Il s'agit d'une première victoire législative pour M. Fernandez, entré en fonction le 10 décembre, après avoir battu le libéral Mauricio Macri à la présidentielle.

Parmi les mesures d'urgence, on prévoit des augmentations d'impôts pour les classes moyenne et supérieure, des incitations fiscales à la production ainsi que des avantages fiscaux pour les plus démunis.

Le gouvernement va aussi instaurer une taxe de 30 % sur l'achat de devises étrangères, sur les paiements et retraits à l'étranger avec une carte bancaire et sur les abonnements en dollars à des services comme Netflix ou Spotify.

Un gel des tarifs des services publics pendant six mois est également prévu.

La situation économique de la troisième puissance d'Amérique latine est assez sombre.

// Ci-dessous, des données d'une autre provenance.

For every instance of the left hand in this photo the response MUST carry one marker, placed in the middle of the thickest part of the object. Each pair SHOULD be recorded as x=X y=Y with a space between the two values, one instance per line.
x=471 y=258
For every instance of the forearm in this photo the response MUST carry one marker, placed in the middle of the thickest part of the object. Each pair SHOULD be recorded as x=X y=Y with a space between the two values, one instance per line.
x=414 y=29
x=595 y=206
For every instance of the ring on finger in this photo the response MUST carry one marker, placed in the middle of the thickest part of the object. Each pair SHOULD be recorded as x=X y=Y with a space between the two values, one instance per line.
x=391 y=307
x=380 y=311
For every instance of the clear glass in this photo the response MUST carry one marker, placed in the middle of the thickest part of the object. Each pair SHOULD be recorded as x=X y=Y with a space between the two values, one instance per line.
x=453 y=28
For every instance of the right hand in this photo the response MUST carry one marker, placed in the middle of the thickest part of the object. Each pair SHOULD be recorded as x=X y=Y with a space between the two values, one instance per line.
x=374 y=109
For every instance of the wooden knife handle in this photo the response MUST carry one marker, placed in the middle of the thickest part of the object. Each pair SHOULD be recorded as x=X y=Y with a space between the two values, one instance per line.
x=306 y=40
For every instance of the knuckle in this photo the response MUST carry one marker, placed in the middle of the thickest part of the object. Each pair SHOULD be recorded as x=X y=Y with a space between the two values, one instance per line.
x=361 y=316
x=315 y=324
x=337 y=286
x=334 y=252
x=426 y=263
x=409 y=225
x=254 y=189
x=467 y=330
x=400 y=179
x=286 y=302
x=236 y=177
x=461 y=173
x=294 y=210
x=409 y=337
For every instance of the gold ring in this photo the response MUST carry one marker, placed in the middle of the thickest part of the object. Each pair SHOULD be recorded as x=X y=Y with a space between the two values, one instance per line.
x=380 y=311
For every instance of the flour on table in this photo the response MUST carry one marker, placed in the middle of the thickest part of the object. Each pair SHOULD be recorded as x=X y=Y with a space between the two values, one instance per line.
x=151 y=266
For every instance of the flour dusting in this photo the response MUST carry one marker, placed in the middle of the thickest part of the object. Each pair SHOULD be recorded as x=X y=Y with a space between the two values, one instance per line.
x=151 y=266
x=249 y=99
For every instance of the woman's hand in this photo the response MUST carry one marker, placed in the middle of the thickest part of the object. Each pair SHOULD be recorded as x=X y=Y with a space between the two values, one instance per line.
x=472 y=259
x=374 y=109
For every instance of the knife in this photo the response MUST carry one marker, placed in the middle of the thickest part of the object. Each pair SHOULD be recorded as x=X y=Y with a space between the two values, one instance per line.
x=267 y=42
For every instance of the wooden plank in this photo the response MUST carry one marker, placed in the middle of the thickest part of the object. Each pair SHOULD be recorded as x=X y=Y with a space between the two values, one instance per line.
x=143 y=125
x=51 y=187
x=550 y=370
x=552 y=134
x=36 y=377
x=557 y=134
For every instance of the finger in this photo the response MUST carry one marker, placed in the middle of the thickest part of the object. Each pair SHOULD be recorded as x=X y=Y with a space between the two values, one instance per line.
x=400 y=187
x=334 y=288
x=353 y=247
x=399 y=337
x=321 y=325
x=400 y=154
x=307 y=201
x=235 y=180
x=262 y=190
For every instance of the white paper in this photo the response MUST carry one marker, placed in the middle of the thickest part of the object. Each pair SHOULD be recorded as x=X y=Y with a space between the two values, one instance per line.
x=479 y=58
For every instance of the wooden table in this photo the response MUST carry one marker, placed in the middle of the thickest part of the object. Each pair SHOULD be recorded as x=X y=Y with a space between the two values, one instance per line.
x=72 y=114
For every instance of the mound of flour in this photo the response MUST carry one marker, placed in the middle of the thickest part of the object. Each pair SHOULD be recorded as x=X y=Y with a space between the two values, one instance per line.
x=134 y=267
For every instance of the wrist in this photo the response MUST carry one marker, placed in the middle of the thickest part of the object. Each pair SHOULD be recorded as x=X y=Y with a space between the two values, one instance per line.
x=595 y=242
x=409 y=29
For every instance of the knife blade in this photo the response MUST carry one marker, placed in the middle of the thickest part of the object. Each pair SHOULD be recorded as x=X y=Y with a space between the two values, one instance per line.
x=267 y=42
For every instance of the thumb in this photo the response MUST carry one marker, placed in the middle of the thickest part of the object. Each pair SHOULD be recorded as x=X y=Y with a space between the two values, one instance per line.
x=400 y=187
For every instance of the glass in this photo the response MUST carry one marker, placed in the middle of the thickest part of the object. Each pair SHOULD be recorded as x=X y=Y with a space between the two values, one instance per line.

Outre une contraction du PIB de 3,1 % annoncée pour 2019 par le FMI, l'année devrait se terminer avec une inflation de 55 % environ, un taux de pauvreté autour de 40 % et un taux de chômage de 10,4 %.

Vendredi, les agences de notation financière Fitch et Standard & Poor's (S&P) ont décidé d'abaisser leurs notes de la dette de l'Argentine, estimant que le pays se trouvait désormais en situation de « défaut sélectif » après le report d'un paiement de 9 milliards de dollars.